As drone data collection becomes standard practice across surveying, engineering, and infrastructure projects, the ability to merge UAV datasets with mobile mapping, terrestrial lidar, ground-penetrating radar, and other capture methods is becoming an increasingly critical, but still complex, professional skill. This session examines that challenge through the lens of real-world projects.
Presentations draw on hands-on experience integrating UAV and mobile mapping data on large-scale DOT road projects, as well as case studies from a growing sUAS program that expanded from aerial imagery into topographic lidar and ultimately into multi-source data fusion to meet demanding project requirements. Both presentations address the processing considerations, workflow decisions, and hard-won lessons that come with combining datasets that weren’t designed to work together. For drone surveyors and geospatial professionals navigating increasingly complex project requirements, this session offers grounded, practical perspective on one of the field’s growing challenges.

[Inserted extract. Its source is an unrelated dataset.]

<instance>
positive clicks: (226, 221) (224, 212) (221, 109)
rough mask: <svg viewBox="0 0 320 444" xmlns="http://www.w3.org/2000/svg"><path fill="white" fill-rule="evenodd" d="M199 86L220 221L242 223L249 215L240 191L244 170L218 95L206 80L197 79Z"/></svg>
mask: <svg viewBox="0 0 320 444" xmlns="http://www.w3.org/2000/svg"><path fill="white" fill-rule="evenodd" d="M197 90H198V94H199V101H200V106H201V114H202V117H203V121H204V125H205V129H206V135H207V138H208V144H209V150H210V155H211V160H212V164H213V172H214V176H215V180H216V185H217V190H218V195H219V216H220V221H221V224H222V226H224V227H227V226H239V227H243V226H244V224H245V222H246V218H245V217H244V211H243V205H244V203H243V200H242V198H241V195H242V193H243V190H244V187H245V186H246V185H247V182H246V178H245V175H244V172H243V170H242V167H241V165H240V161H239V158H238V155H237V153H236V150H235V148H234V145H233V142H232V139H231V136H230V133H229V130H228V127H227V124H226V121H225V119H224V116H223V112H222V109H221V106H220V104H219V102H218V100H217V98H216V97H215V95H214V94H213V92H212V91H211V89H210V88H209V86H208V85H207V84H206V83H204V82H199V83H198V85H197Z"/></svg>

The following presentations will be shared in this session:
Case Studies of Data Fusion with sUAS Lidar, Terrestrial Lidar, and Ground Penetrating Radar – U.S. Army Corps of Engineers Mobile District
Presented by David White, I-ATLAS USACE
In 2019, the U.S. Army Corps of Engineers (USACE) Mobile District initiated their small Unmanned Aircraft Systems (sUAS) Program. The sUAS Program originally gained traction by collecting aerial imagery and videos but quickly expanded its capabilities to include structure-from-motion and topographic lidar. Data collected is utilized by multiple divisions within the Mobile District from public affairs, engineering, construction, and operations. As the program grew with sensors and applications, we quickly realized that there was a need to combine data to meet the requirements. This presentation will look at case studies of these UAS applications where data streams (traditional airborne lidar, ground penetrating radar, and terrestrial lidar scanner) were merged to create data fusion products. Combining these datasets overcomes the shortcomings of each individual data type to fulfil the requirements. The presentation will address data processing considerations for past and future data fusion projects, as well as successes and struggles involved with each.